For professional athletes, the glory of victory may last forever, but the money they earn getting that win certainly doesn't.
A Georgia judge garnished the funds of former NBA sensation Allen Iverson after the former phenom refused to pay an outstanding jewelry bill worth $860,000, adding support to other claims that the pro-athlete may indeed be broke, CBS News reports. Iverson reportedly earned about $154 million in salary alone over the couse of his NBA career, but poor financial planning, extravagant spending and lawsuits have caused A.I. to go broke "by all accounts except his own," Philadelphia Inquirer reporter Kate Fagan wrote in 2010.

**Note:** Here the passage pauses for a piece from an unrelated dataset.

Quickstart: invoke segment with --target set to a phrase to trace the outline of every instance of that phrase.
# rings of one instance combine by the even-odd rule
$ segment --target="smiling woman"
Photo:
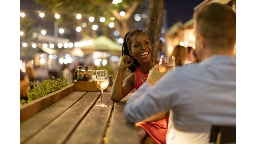
[[[121,100],[134,88],[137,89],[145,82],[149,70],[157,63],[159,64],[159,62],[155,61],[151,57],[152,50],[148,37],[143,31],[134,30],[125,35],[123,43],[123,57],[112,87],[113,101]],[[123,73],[127,68],[132,73],[122,85]],[[163,113],[149,120],[136,123],[141,142],[149,137],[154,141],[151,142],[153,143],[165,143],[169,121],[169,118],[166,118],[168,115]]]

Though Iverson reportedly has a laundry list of financial problems, including a gambling problem and missed child support payments, his situation is relatively common among professional athletes, particularly those who have retired. Sixty percent of NBA players become financially insolvent within five years of quitting the league. And pro-football players are even faster to lose their fortunes: More than three-quarters of retired NFLers go broke within two years, according to MSNBC.
Bankruptcy hits professional athletes in a variety of sports, with boxer Mike Tyson, baseball player Lenny Dykstra and figure skater Dorothy Hamill among the most notable examples. What leads our fastest and strongest athletes to financial ruin can widely vary.
For one, it's the nature of the business.
"There's a far shorter peak earnings period [in sports] than in any other profession," money manager Michael Seymour told Sports Illustrated in 2009. "In many cases they lack the time and desire to understand and monitor their investments."
The average span of an NFL career, for example, is just three years, meaning second chances to make up for early mistakes are few and far between. And boy are there mistakes. Athletes have been known to sink millions into conspicuous consumption, make failed investments, waste money lavishing their friends and family, as well as get sunk by child support and divorce payments.
Indeed, family problems can all but ruin a professional athletes finances, with pro-athlete divorce rates between 60 percent and 80 percent, according to SI.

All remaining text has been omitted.